Chapter 20, I, p. 203.
"He preached to himself, as Max Gottlieb had once preached to
him, the loyalty of dissent, the faith of being very doubtful,
the gospel of not bawling gospels, the wisdom of admitting the
probably ignorance of one's self and of everybody else, and the
energetic acceleration of a Movement for going very slow." Chapter
21, II, p. 219.
"Pickerbaugh apparently believed that this research would take
six weeks; Martin had hoped to do it in two years; and with the
present interruptions it would require two hundred." Chapter 21,
III, p. 220.
"He still had a fragment of his boyhood belief that congressmen
were persons of intelligence and importance." Chapter 22, I, p.
228.
"'I must say I'm not very fond of oratory that's so full of
energy it hasn't any room for facts.'" (Martin) Chapter 22, III,
p. 233.
"It is not known whether Martin every completely accepted as
a gentleman-scholar the Clay Tredgold who was devoted to everything
about astronomy except studying it." Chapter 22, IV, p. 235.
"She had called Martin a 'lie-hunter,' a 'truth-seeker.' They
decided now that most people who call themselves 'truth-seekers'
persons who scurry about chattering of Truth as though
it were a tangible separable thing, like houses or salt or bread
did not so much desire to find Truth as to cure their mental
itch. In novels, these truth-seekers quested the 'secret of life'
in laboratories which did not seem to be provided with Bunsen
flames or reagents; or they went, at great expense and much discomfort
from hot trains and undesirable snakes, to Himalayan monasteries,
to learn from unaseptic sages that the Mind can do all sort of
edifying things if one will but spend thirty or forty years in
eating rice and gazing on one's navel. To these high matters Martin
responded, 'Rot!' He insisted that there is no Truth but only
many truths; that Truth is not a colored bird to be chased among
the rocks and captured by its tail, but a skeptical attitude toward
life.
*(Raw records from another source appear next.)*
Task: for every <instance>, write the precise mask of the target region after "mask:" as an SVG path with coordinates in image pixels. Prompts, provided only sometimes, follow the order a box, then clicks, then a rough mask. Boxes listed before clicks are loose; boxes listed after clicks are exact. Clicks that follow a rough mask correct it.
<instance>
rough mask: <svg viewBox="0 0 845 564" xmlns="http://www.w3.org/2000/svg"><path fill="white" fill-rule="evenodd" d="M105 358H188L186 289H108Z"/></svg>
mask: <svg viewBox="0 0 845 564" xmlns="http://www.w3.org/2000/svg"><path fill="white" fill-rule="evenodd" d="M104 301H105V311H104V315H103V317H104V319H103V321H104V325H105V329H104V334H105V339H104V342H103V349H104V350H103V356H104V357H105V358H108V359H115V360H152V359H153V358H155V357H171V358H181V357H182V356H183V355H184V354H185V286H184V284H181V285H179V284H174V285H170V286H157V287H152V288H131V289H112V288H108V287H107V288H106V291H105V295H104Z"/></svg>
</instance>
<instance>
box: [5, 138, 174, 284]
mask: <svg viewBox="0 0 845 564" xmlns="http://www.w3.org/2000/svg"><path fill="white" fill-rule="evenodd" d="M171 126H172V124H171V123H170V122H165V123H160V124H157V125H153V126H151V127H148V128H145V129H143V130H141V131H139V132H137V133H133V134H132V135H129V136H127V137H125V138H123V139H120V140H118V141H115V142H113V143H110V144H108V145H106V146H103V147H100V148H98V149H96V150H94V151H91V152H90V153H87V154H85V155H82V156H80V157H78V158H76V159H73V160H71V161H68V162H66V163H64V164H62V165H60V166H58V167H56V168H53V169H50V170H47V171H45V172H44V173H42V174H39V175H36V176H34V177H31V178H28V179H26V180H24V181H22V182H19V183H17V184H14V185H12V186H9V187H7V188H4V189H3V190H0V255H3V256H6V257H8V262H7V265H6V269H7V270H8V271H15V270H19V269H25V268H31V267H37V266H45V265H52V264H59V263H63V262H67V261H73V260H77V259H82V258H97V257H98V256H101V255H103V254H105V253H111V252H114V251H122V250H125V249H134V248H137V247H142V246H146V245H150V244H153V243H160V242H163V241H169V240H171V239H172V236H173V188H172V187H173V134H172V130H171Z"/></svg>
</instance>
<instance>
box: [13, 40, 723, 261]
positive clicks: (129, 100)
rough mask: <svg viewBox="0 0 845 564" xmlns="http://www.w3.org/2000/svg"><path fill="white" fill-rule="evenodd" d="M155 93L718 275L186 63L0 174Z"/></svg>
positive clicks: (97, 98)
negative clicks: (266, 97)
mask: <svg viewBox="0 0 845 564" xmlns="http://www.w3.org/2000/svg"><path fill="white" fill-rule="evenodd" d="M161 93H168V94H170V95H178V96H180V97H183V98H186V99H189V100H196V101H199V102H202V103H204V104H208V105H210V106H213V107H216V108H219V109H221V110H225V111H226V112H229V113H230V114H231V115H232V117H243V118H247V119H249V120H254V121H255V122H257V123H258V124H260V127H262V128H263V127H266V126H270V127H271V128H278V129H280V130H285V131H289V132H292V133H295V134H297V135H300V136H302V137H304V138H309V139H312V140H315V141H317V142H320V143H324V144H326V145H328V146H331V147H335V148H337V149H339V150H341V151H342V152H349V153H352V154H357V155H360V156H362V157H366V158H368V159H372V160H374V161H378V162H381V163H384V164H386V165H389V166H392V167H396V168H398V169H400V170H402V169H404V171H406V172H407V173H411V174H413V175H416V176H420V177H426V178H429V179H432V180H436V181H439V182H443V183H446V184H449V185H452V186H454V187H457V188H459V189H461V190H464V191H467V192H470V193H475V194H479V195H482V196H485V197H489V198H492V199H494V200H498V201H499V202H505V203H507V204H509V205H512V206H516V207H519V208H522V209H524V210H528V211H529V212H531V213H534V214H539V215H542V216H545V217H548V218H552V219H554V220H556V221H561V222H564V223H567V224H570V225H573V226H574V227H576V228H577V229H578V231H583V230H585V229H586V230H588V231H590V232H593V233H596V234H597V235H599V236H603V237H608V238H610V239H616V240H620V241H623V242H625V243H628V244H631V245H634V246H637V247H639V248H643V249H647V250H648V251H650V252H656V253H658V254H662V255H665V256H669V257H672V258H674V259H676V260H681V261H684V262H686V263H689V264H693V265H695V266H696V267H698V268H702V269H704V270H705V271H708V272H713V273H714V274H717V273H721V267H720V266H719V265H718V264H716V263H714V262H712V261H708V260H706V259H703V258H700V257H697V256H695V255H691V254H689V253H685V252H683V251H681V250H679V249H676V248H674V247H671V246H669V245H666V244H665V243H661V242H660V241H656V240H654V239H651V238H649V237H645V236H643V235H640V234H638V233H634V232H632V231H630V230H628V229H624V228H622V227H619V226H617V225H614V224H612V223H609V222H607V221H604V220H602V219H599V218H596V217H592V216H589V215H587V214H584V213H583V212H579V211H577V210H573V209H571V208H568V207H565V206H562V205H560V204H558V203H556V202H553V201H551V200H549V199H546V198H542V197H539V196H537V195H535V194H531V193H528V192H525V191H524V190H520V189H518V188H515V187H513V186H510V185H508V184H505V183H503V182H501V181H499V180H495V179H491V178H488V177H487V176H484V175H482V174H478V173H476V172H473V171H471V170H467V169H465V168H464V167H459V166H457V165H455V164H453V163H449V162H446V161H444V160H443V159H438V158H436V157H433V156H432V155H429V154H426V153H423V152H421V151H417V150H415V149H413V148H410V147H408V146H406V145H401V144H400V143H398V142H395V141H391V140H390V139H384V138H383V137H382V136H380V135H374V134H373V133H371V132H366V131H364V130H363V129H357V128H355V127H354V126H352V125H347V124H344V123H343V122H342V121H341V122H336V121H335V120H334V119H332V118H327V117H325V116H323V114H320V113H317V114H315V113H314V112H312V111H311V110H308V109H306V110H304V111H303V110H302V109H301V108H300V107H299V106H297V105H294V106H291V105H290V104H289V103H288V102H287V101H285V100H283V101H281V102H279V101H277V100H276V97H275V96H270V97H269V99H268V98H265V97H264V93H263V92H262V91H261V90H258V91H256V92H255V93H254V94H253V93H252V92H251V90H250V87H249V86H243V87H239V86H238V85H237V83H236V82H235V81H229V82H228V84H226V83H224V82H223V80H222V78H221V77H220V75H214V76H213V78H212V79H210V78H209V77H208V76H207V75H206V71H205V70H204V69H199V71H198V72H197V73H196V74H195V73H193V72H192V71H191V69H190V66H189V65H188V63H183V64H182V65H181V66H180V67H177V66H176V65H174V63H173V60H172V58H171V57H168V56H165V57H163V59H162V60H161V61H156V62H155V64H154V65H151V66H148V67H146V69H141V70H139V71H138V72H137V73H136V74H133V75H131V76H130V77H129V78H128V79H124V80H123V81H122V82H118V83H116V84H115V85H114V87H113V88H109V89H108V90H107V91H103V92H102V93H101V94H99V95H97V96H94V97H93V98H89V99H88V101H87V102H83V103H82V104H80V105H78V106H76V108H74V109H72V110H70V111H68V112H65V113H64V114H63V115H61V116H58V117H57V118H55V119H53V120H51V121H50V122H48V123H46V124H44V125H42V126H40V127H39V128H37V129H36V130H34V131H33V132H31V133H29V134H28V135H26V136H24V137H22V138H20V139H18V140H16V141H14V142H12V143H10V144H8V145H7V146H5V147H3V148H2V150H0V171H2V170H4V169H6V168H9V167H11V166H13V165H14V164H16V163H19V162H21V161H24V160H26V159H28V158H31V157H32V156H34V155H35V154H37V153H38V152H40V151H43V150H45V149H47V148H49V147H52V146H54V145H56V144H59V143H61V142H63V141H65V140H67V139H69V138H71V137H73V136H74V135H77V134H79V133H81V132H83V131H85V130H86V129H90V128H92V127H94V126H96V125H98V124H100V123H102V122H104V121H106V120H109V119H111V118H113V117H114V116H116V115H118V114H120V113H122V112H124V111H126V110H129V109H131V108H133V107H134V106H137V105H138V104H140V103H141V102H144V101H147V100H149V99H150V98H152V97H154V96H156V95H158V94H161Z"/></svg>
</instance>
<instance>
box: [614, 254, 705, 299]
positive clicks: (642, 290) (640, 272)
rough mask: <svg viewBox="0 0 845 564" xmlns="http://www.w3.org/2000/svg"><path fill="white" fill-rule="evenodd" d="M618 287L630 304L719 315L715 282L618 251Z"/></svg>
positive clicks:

He insisted that no one could expect more than, by stubbornness
or luck, to have the kind of work he enjoyed and an ability to
become better acquainted with the facts of that work than the
average job-holder." Chapter 25, I, pp. 260 - 261.
"'I make many mistakes. But there is one thing I keep always
pure: the religion of a scientist. The normal man, he does not
care much what he does except that he should eat and sleep and
make love. But the scientist is intensely religious he
is so religious that he will not accept quarter-truths, because
they are an insult to his faith. He hates the preachers who talk
their fables, but he is not too kindly to the anthropologists
and historians who can only make guesses, yet they have the nerf
to call themselves scientists! Oh, yes, he is a man that all nice
good-natured people should naturally hate! He speaks no meaner
of the ridiculous faith-healers and chiropractors than he does
of the doctors that want to snatch our science before it is tested
and rush around hoping they heal people, and spoiling all the
clues with their footsteps; and worse than the imbeciles who have
not even heard of science, he hates pseudo-scientists; and worse
than those comic dream-scientists he hates the men that are allowed
in a clean kingdom like biology but know only one text-book and
how to lecture to nincompoops. He is the only real revolutionary,
the authentic scientist, because he alone knows how liddle he
knows.'" (Gottlieb) Chapter 26, I, pp. 267-268.
"'They've got at [it] with thoroughness. For four years they've
stuck to making plans.'" (Holabird) Chapter 40, I, pp. 421 - 422.
"He did not go through the turmoil of deciding; he leaped to
decision without it." Chapter 40, I, p. 424.